Injections that aim to influence a person's immune system have been used by doctors to lessen the chance of a person developing a disease, or sometimes to reduce the damage the disease does to the body. M. vaccae is a type of bacterium related to the one that causes tuberculosis. Scientists have wondered if injections of this could reduce the damage done to someone when they are infected with tuberculosis, and some early trials suggested this might be true. However, this overview involving eight trials identified that the research does not show any consistent effect of this injection on death or the course of tuberculosis illness. It may be that the early trials had methodological problems that led to false optimism about this intervention.
M. vaccae immunotherapy does not benefit people with tuberculosis. No further trials are warranted and, as a result, the authors do not intend to update this review.

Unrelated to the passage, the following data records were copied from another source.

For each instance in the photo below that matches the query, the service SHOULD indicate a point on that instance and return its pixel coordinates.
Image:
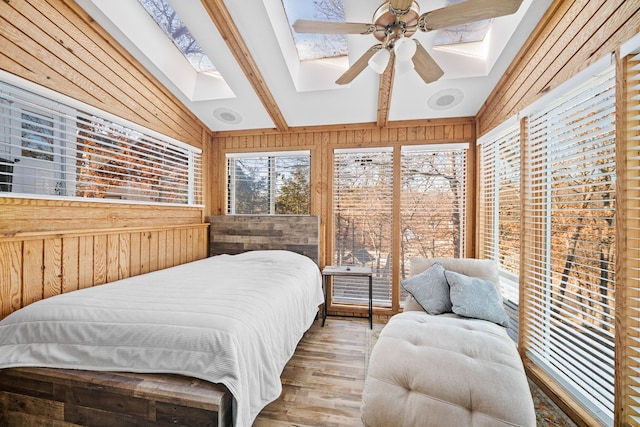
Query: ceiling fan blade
(466, 12)
(358, 66)
(328, 27)
(425, 65)
(400, 7)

Some authorities have advocated Mycobacterium vaccae immunotherapy for treating tuberculosis and other infections caused by mycobacteria.
To evaluate M. vaccae immunotherapy as an adjunct to chemotherapy in people with tuberculosis.
In October 2002, we searched the Cochrane Infectious Diseases Group Specialized Register, Cochrane Controlled Trials Register (The Cochrane Library 2002, Issue 3), MEDLINE, EMBASE, LILACS, and reference lists of articles. We also contacted organizations and individuals working in the field.
Randomized and quasi-randomized controlled trials of inoculation with whole killed M. vaccae versus placebo for people with tuberculosis.
Both authors assessed trial quality and extracted data. Dichotomous outcomes were analysed with risk ratio (RR) and 95% confidence intervals (CI).
Eight trials involving 2140 adults met the inclusion criteria. M. vaccae immunotherapy had no significant effect on the number of deaths (RR 1.09, 95% CI 0.83 to 1.42; 1741 participants, 4 trials). Meta-analysis suggested small effects on the number of people who were sputum smear negative and sputum culture negative at two months, but these apparent effects were not present in sensitivity analyses that only included adequately concealed trials. Most immunotherapy recipients experienced local adverse reactions (RR 18.82, 95% CI 5.47 to 64.77; 131 participants, 2 trials), some of which progressed to ulceration and scarring.